ハーレクイン・ロマンス 初めて読む作家の作品です。

『儚い愛人契約』キャロル・マリネッリ

儚い愛人契約 (ハーレクイン・ロマンス)

 原題は『Bound by the sultan baby』。だいたい内容が想像できるタイトルですね。

 (以下ネタバレ)

 ヒロインは24歳のイタリア人のガブリエル、通称ガビ(「カビ」と読み間違えてしまいました(笑))。ウェディング・プランナーで清らかなヴァージンでございます。 彼女の母カルメルは未婚の母。つまり、ガビは父親が誰だか知らないという生い立ちの設定です。

 ヒーローのアリムは、ローマの名門ホテルのオーナーであり、中東の架空の国「ゼスレハン国」のスルタン(皇太子)。父オーマンはイギリス人の愛人フラーとの間に息子ジェイムスがいて、スルタンの異母兄になります。そしてディクダット(DIKTAT)という絶対的命令という掟があります。

 ジェイムスの結婚が決まり、アリムのホテルで式が執り行われることになり、そのウェディング・プランナーとしてガビが関わるところからストーリーが始まります。

 (以下ネタバレ)

 ホテルのオーナー、アリムに恋しているガビが、一晩限りの関係を結びます。異母兄の結婚式を終えて、アリムがガビに労をねぎらうあたりまではビジネスライクでしたが、いつもは地味なスーツなガビがドレスアップした姿にムラムラしたアリムと、憧れの彼とロマンチックな式場の雰囲気の中でツーショットになれてすっかり浮かれたガビはベッドへまっしぐら。

 従業員の目を気にして、先にアリムが部屋に行き、あとからガビが行くのですが、先についたアリムが廊下で待ち構えて火が付き始めてしまいます。そしてめくるめく官能のシーンが描かれているわけですが、初体験とは思えないガビのはじけっぷりはロマンスというより週刊実話といった感じ(笑)

 欲望に負けて避妊をしなかったアリムが、夜が明けたら医者を呼んで診てもらおうとの申し出に、自分でなんとかするわと断るガビ。その後、ピロートークで身の上話をし、ぐっすり眠った後...

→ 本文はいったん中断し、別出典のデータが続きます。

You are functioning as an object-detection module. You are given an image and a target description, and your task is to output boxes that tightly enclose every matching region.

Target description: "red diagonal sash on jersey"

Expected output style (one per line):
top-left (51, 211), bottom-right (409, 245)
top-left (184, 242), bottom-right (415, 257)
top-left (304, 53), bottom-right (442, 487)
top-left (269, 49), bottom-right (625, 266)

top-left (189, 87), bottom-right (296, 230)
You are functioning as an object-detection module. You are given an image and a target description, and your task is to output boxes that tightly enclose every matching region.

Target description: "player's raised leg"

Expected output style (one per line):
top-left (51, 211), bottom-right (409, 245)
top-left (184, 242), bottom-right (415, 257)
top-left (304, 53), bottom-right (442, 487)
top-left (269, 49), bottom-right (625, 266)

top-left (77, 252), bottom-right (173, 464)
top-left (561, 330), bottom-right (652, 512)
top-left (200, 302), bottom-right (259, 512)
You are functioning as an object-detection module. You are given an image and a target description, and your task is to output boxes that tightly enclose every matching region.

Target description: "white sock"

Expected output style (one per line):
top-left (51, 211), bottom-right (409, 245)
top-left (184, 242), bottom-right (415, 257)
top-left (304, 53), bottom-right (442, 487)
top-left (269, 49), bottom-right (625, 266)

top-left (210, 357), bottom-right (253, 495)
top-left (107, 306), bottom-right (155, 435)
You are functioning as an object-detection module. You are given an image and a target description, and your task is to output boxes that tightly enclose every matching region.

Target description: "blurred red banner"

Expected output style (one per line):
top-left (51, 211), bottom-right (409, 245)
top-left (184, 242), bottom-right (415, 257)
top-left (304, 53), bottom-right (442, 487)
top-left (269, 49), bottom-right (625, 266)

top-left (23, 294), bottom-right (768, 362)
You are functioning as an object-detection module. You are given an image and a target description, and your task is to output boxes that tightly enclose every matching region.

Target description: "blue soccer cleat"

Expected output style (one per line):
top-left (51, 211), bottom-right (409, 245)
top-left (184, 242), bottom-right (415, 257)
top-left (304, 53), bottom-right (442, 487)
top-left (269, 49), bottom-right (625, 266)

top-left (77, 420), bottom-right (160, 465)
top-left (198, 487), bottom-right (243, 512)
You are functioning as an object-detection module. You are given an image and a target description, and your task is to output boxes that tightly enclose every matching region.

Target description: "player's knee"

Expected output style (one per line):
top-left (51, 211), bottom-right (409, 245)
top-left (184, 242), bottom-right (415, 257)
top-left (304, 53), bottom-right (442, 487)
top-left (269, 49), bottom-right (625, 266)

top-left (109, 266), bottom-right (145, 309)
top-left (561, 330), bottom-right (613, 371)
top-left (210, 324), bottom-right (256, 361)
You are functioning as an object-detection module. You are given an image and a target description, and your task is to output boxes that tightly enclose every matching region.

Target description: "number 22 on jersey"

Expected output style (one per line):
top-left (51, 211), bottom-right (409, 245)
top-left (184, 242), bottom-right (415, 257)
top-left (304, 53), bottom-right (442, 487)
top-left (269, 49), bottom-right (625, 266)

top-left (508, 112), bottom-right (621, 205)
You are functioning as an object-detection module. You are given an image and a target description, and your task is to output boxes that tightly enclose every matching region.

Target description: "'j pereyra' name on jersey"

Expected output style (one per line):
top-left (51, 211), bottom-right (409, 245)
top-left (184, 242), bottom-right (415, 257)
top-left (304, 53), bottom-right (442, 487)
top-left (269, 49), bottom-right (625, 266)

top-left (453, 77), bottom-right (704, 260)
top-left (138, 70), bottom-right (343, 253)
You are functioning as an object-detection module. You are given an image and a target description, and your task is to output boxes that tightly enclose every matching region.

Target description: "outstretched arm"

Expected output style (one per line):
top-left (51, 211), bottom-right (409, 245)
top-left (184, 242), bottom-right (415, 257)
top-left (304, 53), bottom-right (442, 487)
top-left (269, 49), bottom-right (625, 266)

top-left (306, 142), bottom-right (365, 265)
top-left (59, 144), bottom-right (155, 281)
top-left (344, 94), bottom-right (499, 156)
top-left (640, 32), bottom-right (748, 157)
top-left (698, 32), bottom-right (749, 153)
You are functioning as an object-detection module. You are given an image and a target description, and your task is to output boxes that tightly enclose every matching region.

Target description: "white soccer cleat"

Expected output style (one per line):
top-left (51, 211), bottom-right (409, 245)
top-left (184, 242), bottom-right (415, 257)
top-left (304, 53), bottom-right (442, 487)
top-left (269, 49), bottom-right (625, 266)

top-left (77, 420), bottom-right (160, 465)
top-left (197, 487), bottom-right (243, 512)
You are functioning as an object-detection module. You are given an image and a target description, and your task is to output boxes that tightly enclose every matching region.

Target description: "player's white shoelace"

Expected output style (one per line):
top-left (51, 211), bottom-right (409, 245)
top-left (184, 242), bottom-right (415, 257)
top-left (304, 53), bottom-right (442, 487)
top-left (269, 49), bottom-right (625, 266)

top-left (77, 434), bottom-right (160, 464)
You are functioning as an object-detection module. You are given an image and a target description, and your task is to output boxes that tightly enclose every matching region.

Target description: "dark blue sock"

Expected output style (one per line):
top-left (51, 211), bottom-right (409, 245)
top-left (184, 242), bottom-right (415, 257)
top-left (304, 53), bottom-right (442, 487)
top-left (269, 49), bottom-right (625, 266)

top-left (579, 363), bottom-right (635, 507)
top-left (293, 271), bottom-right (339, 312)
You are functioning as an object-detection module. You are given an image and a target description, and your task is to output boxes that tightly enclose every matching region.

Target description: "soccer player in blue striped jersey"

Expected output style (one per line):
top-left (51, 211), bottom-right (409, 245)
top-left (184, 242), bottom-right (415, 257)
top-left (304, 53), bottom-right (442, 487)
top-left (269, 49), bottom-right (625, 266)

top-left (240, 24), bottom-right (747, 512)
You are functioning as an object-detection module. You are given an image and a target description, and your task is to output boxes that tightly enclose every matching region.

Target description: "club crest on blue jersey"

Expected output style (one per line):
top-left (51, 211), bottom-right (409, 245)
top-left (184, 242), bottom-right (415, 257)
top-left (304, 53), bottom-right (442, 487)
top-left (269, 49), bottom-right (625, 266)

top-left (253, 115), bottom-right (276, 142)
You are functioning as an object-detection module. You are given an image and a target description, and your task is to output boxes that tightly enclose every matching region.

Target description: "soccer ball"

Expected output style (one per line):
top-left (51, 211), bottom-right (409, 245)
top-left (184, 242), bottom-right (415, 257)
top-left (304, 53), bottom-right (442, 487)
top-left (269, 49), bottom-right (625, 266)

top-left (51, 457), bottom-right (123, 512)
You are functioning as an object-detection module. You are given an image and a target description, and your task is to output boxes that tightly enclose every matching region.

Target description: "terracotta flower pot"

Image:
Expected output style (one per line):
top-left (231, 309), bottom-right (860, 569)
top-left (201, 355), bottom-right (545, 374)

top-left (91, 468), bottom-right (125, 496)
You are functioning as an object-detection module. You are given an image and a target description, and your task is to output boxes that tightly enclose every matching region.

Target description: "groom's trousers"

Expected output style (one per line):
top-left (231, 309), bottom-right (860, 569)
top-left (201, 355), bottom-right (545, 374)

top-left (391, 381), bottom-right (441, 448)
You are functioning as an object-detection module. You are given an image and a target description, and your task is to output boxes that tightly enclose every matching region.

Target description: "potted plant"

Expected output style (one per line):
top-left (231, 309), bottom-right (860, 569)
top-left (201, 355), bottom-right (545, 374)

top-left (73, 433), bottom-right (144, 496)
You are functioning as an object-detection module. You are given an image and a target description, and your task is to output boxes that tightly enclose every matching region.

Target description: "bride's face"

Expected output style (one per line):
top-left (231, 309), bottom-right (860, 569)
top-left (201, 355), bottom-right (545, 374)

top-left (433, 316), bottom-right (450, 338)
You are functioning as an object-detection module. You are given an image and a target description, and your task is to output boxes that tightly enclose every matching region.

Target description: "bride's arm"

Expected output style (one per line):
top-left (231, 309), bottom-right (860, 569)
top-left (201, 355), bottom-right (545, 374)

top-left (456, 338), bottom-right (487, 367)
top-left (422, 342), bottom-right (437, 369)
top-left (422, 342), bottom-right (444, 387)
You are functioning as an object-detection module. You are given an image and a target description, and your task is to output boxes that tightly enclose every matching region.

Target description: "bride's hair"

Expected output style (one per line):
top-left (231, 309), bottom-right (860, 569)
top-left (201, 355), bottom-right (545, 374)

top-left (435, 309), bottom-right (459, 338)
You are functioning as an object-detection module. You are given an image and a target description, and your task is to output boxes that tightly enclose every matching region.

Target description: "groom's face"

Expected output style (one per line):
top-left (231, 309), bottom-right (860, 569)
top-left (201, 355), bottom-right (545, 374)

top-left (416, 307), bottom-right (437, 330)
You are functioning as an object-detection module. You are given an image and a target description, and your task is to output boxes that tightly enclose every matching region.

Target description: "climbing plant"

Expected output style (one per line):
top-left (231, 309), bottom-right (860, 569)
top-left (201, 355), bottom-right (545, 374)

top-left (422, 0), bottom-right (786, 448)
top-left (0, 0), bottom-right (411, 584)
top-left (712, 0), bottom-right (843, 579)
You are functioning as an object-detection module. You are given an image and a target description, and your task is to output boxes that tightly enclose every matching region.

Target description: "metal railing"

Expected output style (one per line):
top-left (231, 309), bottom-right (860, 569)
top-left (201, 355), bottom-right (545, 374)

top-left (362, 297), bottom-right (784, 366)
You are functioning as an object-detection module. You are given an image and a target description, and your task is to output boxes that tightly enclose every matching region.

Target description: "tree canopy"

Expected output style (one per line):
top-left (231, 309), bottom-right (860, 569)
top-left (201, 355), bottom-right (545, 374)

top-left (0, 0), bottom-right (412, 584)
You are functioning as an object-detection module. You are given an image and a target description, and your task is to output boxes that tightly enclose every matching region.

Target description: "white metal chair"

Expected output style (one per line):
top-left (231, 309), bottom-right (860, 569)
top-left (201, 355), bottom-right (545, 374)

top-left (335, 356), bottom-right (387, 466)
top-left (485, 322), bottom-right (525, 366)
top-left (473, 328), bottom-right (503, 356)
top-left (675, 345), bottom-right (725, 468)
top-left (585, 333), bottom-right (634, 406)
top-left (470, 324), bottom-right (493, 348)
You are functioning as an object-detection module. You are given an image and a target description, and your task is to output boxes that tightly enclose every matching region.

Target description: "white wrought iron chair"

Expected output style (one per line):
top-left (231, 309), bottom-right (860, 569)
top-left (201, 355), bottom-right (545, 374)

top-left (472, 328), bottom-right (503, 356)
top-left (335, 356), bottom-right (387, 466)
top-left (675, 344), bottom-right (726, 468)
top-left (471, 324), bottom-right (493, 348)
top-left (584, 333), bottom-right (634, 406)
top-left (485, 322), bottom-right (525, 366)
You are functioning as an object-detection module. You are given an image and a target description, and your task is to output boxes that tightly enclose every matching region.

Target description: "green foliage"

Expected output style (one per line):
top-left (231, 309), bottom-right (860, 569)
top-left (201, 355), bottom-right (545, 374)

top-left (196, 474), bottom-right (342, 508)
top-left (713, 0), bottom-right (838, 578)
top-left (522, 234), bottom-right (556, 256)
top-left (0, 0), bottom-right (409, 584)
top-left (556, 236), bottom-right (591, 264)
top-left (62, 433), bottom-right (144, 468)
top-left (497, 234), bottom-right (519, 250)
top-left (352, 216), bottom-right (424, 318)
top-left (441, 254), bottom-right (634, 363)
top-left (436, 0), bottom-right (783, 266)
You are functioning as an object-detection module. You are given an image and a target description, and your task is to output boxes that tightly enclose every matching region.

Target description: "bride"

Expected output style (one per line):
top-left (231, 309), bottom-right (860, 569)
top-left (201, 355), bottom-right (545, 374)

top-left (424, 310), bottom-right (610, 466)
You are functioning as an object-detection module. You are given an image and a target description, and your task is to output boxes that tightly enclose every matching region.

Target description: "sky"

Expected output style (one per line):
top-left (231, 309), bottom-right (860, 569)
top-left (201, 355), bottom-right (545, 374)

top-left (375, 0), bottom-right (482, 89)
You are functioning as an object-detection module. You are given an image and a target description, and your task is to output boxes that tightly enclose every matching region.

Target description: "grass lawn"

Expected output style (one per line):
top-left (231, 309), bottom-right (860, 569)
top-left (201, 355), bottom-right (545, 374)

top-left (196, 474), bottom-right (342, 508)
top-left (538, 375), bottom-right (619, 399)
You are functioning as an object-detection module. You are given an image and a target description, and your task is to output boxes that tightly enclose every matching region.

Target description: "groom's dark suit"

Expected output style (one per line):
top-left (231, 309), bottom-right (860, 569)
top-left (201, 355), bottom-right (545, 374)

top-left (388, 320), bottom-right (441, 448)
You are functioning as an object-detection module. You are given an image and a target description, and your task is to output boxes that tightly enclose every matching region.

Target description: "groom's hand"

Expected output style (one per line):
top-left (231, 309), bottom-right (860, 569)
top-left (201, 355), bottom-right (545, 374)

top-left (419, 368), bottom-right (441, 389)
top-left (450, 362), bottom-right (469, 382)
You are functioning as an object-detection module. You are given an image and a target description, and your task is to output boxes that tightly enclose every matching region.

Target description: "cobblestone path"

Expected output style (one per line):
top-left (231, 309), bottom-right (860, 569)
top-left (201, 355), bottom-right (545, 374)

「最高の一夜だったわ」ガビが言う。本当にそうだった。そしてアリムは何よりもこの言葉を聞きたかった。微笑みを浮かべて彼を見つめるガビの顔には後悔や戸惑いはかけらもみられない。あるのは欲望だけだ。アリムも同じだった。

  ガビはヴァージンだっけ?と思うほど慣れたベッドのふるまいにドキドキ感はゼロ。そしてアリムはベッドの中で自分がスルタンであることを告白します。そして愛人にならないかいうわけです。彼女の仕事についても独立を応援するというのも含めての提案です。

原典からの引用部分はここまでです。